By framing the question through the lens of information theory, the researchers provided a more precise understanding of how neural populations encode external stimuli. Information, in this context, is not just an abstract concept but a measurable physical quantity that reflects how well the system can track and respond to changes in the environment.
These findings have far-reaching implications. The ability of the brain to balance excitation and inhibition has been observed across multiple species and brain regions, suggesting it is a universal principle of neural organization. Yet, until now, the reasons behind this ubiquitous balance have not been fully understood. Barzon and his team have taken a critical step toward explaining not just why this balance exists, but how it directly benefits the brain’s processing abilities.
Beyond the theoretical implications, the study opens up exciting new directions for future research. One of the key insights is that in real biological systems, neural connectivity is not static. Synaptic connections between neurons evolve over time, influenced by learning, experience, and external stimuli. This plasticity allows the brain to adapt and reorganize itself in response to new information and changing environments. Barzon highlighted this point by stating, “In real neural networks, connectivity is not static—it evolves over time, influenced by both external stimuli and internal network activity. This dynamic nature of connectivity might play a crucial role in shaping how neural populations process and encode information.”

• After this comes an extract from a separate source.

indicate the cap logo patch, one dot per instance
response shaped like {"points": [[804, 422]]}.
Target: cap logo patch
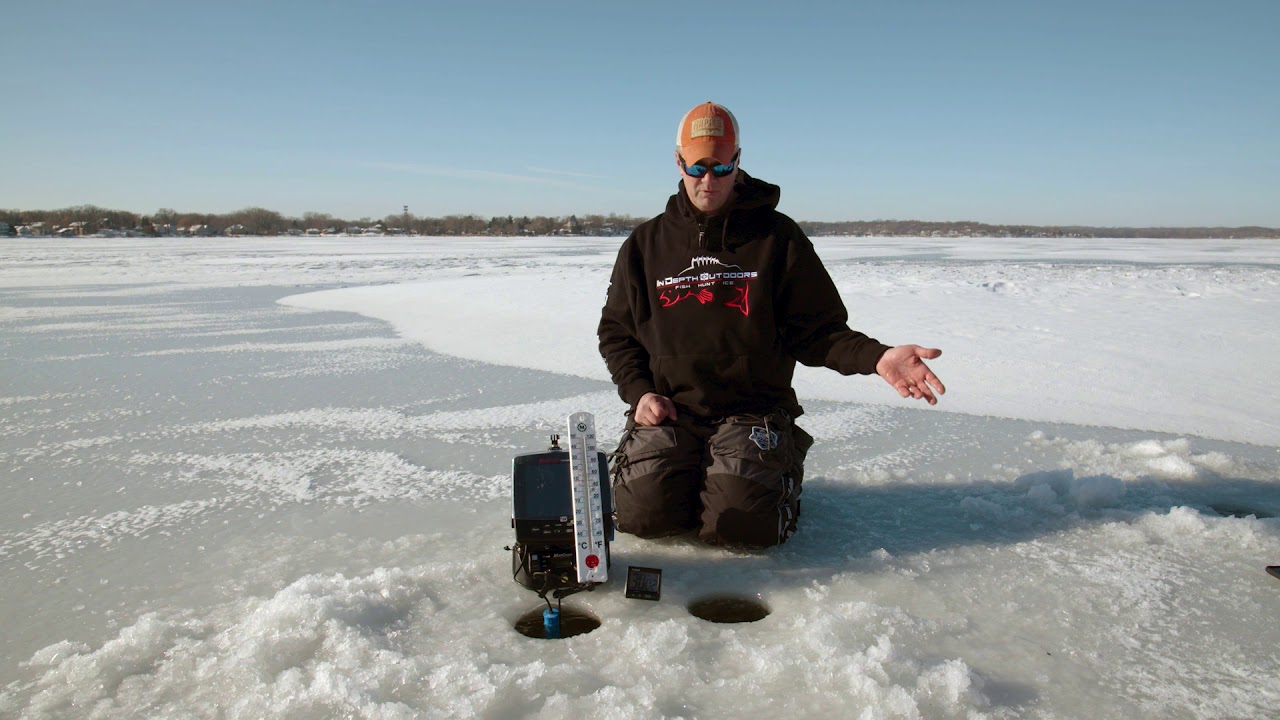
{"points": [[707, 127]]}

Understanding how these adaptive changes affect the balance between excitation and inhibition could offer deeper insights into learning, memory formation, and even neurodevelopmental disorders. For instance, disruptions in the excitation-inhibition balance have been implicated in conditions such as autism spectrum disorder (ASD), schizophrenia, and epilepsy. These disorders often involve abnormal neural connectivity and irregular patterns of activity, leading to impairments in information processing and cognition. Insights from this study may eventually inform the development of therapies that aim to restore balance in these networks and improve cognitive function.
In the future, the researchers plan to extend their model to include more complex brain structures and network architectures. By incorporating features such as hierarchical connectivity, modular organization, and heterogeneous synaptic strengths, they hope to capture more realistic representations of brain networks. These advances could help answer additional questions about how large-scale brain dynamics emerge from the interactions of small neural populations and how learning mechanisms fine-tune these dynamics over time.
The findings from this study also resonate with broader questions in cognitive science and artificial intelligence. Many AI systems and machine learning algorithms are inspired by the structure and function of biological neural networks. Understanding how the brain optimizes information processing through excitation-inhibition balance may inspire new computational architectures that achieve similar efficiencies in data processing, adaptability, and learning.
At its core, this research underscores the beauty and complexity of the brain’s design. The balance between excitation and inhibition is not just a safety mechanism—it’s a finely-tuned feature that maximizes the brain’s ability to process information, adapt to new stimuli, and maintain stability in an ever-changing environment. The interplay of these forces allows the brain to walk a tightrope between chaos and order, giving rise to the remarkable abilities that define human cognition.
More information: Giacomo Barzon et al, Excitation-Inhibition Balance Controls Information Encoding in Neural Populations, Physical Review Letters (2025). DOI: 10.1103/PhysRevLett.134.068403.